In un momento in cui l’occidente è colpito da una crisi non solo economica ma anche intellettuale, l’ Italia rappresentata da “Produzione indipendente” è orgogliosa di importare, in una ristretta cerchia di sale, una pellicola tanto intelligente quanto poderosa: “I fratelli Karamazov” in lingua originale. L’opera presenta i membri di una turbolenta famiglia russa dominata da un pater familias volgare ed arrivista. La trama del romanzo e del film si sviluppa attorno all’assassinio del capofamiglia e al conseguente processo nei confronti di Dmitrij, il figlio primogenito accusato di parricidio
Diretto da Petr Zelenka, “I fratelli Karamazov” è semplicemente enorme. Magistralmente interpretata da attori teatrali, la rilettura dell’omonimo romanzo di Dostoevskij, lascia il pubblico in visibilio. Un pubblico che viene catapultato in una struttura industriale, un’acciaieria polacca, nella quale avranno luogo le prove di un gruppo di attori teatrali.

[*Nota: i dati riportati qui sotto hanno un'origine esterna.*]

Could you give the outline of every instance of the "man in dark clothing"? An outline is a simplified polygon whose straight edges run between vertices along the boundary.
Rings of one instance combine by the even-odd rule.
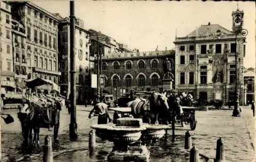
[[[97,103],[93,110],[90,112],[89,118],[91,119],[91,116],[94,112],[96,112],[99,114],[98,117],[98,124],[104,124],[108,123],[108,118],[110,122],[112,121],[108,113],[108,105],[102,101],[102,98],[100,98],[99,102]]]
[[[254,101],[252,101],[251,102],[251,110],[252,110],[252,113],[253,114],[253,117],[255,115],[255,105],[254,105]]]

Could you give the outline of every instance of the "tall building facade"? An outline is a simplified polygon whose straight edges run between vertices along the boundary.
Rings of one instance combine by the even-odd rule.
[[[26,90],[26,82],[28,79],[27,36],[24,25],[14,18],[12,20],[12,24],[14,79],[17,87],[16,91],[23,92]]]
[[[58,19],[29,2],[11,5],[12,16],[26,29],[28,79],[39,77],[58,84]]]
[[[54,14],[59,21],[58,26],[59,70],[61,72],[59,85],[61,93],[68,96],[70,92],[70,25],[68,17],[62,18],[58,14]],[[77,18],[75,30],[75,46],[76,65],[76,85],[77,101],[84,102],[86,92],[90,88],[91,59],[90,57],[89,33],[84,27],[84,22]],[[92,68],[91,68],[92,69]]]
[[[108,55],[102,59],[103,93],[112,94],[115,98],[119,98],[130,94],[132,89],[162,91],[166,58],[170,62],[171,70],[174,74],[173,50]]]
[[[6,91],[14,91],[16,88],[13,73],[12,55],[11,6],[0,2],[1,86]]]
[[[207,100],[221,99],[226,102],[234,99],[237,66],[239,100],[243,104],[245,37],[241,31],[236,31],[237,14],[243,18],[243,11],[233,12],[232,31],[209,22],[186,37],[176,38],[175,87],[178,90]]]

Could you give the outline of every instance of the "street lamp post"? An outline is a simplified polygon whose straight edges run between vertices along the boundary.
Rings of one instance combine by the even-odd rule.
[[[245,36],[248,34],[248,31],[245,29],[242,29],[241,31],[238,32],[241,32],[242,35]],[[233,114],[232,115],[233,117],[241,117],[241,112],[239,111],[239,96],[238,94],[238,55],[239,54],[239,49],[237,48],[237,36],[240,32],[237,32],[236,34],[236,53],[235,53],[235,62],[236,62],[236,85],[235,85],[235,95],[236,95],[236,101],[234,105],[234,110],[233,111]]]
[[[74,1],[70,1],[70,98],[71,107],[69,136],[71,140],[77,139],[77,124],[76,123],[76,77],[75,63],[75,4]]]

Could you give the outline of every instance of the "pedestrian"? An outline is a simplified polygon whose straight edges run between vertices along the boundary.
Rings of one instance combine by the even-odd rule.
[[[86,107],[87,106],[87,98],[86,98],[84,100],[84,106]]]
[[[252,113],[253,114],[253,117],[255,116],[255,105],[254,105],[254,101],[252,101],[251,102],[251,110],[252,110]]]
[[[92,114],[95,112],[95,113],[98,113],[98,124],[104,124],[108,123],[108,119],[109,122],[111,122],[112,120],[110,118],[109,113],[108,113],[108,105],[103,102],[103,98],[100,97],[99,100],[97,100],[96,104],[93,107],[93,110],[90,112],[89,118],[91,119]]]

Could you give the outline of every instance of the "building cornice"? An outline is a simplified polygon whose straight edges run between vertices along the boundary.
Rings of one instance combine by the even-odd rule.
[[[54,20],[55,21],[57,21],[58,23],[59,22],[59,20],[57,18],[57,17],[55,17],[54,15],[53,15],[51,13],[50,13],[49,11],[47,11],[45,9],[41,8],[40,7],[30,2],[29,1],[26,1],[26,2],[10,2],[11,5],[12,4],[23,4],[25,6],[28,6],[29,7],[31,8],[32,9],[33,9],[34,10],[36,10],[38,12],[41,12],[43,14],[47,15],[48,17],[50,17],[51,19]]]
[[[237,38],[237,40],[245,40],[245,37],[242,38]],[[236,38],[222,38],[222,39],[204,39],[204,40],[184,40],[184,41],[174,41],[173,43],[175,44],[183,44],[183,43],[200,43],[200,42],[218,42],[218,41],[234,41]]]
[[[166,57],[174,56],[173,55],[158,55],[158,56],[151,56],[146,57],[132,57],[127,58],[102,58],[102,61],[117,61],[117,60],[138,60],[138,59],[157,59],[157,58],[164,58]],[[96,60],[97,61],[97,60]]]
[[[1,10],[4,11],[5,12],[8,13],[10,14],[12,14],[11,12],[7,11],[7,10],[5,10],[5,9],[2,8],[1,8]]]

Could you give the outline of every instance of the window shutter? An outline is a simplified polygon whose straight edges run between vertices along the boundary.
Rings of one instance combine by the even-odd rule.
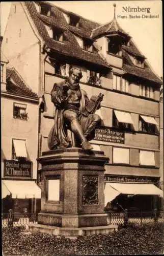
[[[117,87],[117,78],[116,78],[116,76],[115,75],[113,75],[113,88],[115,90],[116,90]]]

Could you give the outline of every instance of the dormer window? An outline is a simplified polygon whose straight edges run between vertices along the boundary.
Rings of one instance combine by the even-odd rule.
[[[78,17],[75,17],[74,16],[70,16],[69,25],[73,27],[76,27],[76,28],[78,28],[79,20],[79,18]]]
[[[60,42],[63,41],[63,32],[55,29],[53,30],[53,39],[56,41]]]
[[[50,16],[50,7],[46,6],[41,6],[40,7],[40,14],[43,15]]]
[[[89,41],[87,40],[84,40],[83,44],[83,49],[86,51],[89,51],[89,52],[93,51],[93,46],[92,42]]]

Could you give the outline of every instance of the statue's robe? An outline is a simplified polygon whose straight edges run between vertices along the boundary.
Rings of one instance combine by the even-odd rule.
[[[71,142],[67,134],[68,127],[64,123],[63,118],[63,112],[66,110],[64,105],[67,102],[67,97],[63,95],[62,87],[66,82],[69,83],[68,81],[65,81],[58,84],[55,83],[51,92],[51,101],[54,104],[56,110],[54,116],[54,124],[51,129],[48,137],[48,145],[50,150],[71,146]],[[93,106],[95,104],[96,98],[93,98],[92,100],[90,100],[87,97],[87,93],[80,87],[79,89],[81,96],[78,111],[71,109],[70,110],[75,111],[77,114],[78,112],[78,120],[85,134],[92,121],[93,114],[91,113],[93,108],[90,108],[89,106]],[[97,109],[98,109],[99,108],[100,104]]]

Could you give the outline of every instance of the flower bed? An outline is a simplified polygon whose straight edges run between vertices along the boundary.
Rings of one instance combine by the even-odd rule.
[[[23,227],[5,228],[3,250],[5,256],[162,254],[163,228],[162,225],[130,225],[108,235],[79,237],[75,240],[31,233]]]

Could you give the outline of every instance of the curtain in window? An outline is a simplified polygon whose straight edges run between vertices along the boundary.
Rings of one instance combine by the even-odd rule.
[[[140,150],[140,164],[143,165],[155,166],[154,152]]]
[[[113,147],[113,159],[114,163],[129,163],[129,149]]]

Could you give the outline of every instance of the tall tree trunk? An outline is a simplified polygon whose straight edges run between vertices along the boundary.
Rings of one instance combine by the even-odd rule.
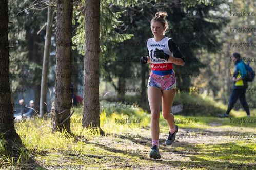
[[[7,0],[4,0],[0,6],[0,139],[4,137],[7,141],[4,146],[5,150],[14,154],[16,153],[16,147],[22,145],[22,141],[14,129],[11,101],[7,4]]]
[[[125,87],[126,81],[125,78],[122,76],[118,78],[118,94],[117,99],[119,101],[121,101],[122,103],[125,103],[125,95],[126,93]]]
[[[100,0],[85,1],[83,127],[100,127]],[[102,133],[103,131],[101,131]]]
[[[36,16],[34,17],[35,20],[36,20]],[[34,62],[37,65],[41,64],[41,57],[38,55],[38,48],[40,43],[40,35],[37,35],[37,32],[39,30],[38,26],[34,26],[33,27],[30,26],[26,27],[26,39],[27,40],[28,50],[28,60],[30,63]],[[40,74],[38,68],[36,68],[35,74]],[[41,72],[40,72],[41,73]],[[34,89],[34,109],[37,111],[39,110],[39,104],[40,101],[40,87],[41,74],[36,77],[36,80],[34,83],[31,84]]]
[[[49,3],[51,4],[51,0]],[[49,56],[50,56],[50,47],[51,46],[51,38],[52,35],[52,24],[53,21],[54,9],[53,7],[48,6],[47,13],[47,25],[46,26],[46,33],[45,42],[45,48],[44,50],[44,59],[43,61],[43,68],[41,78],[41,88],[40,92],[40,117],[43,117],[44,114],[46,112],[46,101],[47,97],[47,75],[49,69]]]
[[[56,86],[53,131],[70,130],[72,1],[57,1]]]

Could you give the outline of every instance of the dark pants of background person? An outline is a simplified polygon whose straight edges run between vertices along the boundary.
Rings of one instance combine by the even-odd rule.
[[[227,110],[226,113],[227,114],[229,114],[229,112],[233,108],[233,107],[234,107],[234,104],[237,102],[238,99],[239,99],[240,103],[243,106],[243,108],[246,112],[246,113],[247,115],[250,115],[249,107],[245,99],[245,92],[246,92],[247,87],[248,85],[243,86],[234,85],[230,95],[230,98],[229,99],[228,110]]]

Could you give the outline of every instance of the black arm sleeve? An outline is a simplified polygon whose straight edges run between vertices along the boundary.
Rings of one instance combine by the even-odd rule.
[[[168,44],[169,45],[169,49],[173,54],[174,57],[181,58],[185,63],[184,58],[182,56],[180,50],[179,50],[177,45],[171,38],[168,41]]]
[[[149,51],[148,51],[148,39],[146,40],[146,48],[147,48],[147,56],[150,57],[150,56],[149,56]]]

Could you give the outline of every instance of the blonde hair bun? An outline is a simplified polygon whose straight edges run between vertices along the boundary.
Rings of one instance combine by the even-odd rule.
[[[156,17],[160,17],[161,18],[162,18],[163,19],[165,19],[166,16],[168,16],[167,13],[166,12],[163,12],[162,11],[157,12],[155,14]]]

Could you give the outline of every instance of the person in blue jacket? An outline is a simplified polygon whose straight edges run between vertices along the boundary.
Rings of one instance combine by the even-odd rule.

I nostri sono i protagonisti dell’adattamento de “I fratelli Karamazov” ed apparentemente non sembrano preoccupati di quello che ad essi ruota attorno, apparentemente. Infatti il dramma di un manovale il cui figlio è in coma dopo essere caduto da una passerella li colpisce in modo prepotente. Una delle figure chiave del film è proprio l’operaio con il figlio in coma. Il luogo dove lavora, la fabbrica, si trasforma in un grande palcoscenico. E’ distrutto, l’incidente lo ha scosso, eppure trova una valvola di sfogo nell’arte. L’arte che salva il mondo, l’arte che salva la carne e lo spirito dell’uomo. Sarà l’arte a salvarlo o l’arte rappresenta un piacere momentaneo ? Se da un lato la fabbrica diventa palcoscenico, dall’altro lo spettatore partecipa allo spettacolo. Pur non essendo conscio di ciò egli diventa parte del sistema e gli attori si spogliano dei loro ruoli umanizzandosi. Gli attori-uomini si muovono fra vecchi macchinari e giovani operai intrattenuti da quello che effettivamente è un break alla loro vita monotona. Tutti entrano a far parte della recita con la conseguente sovrapposizione della finzione e realtà.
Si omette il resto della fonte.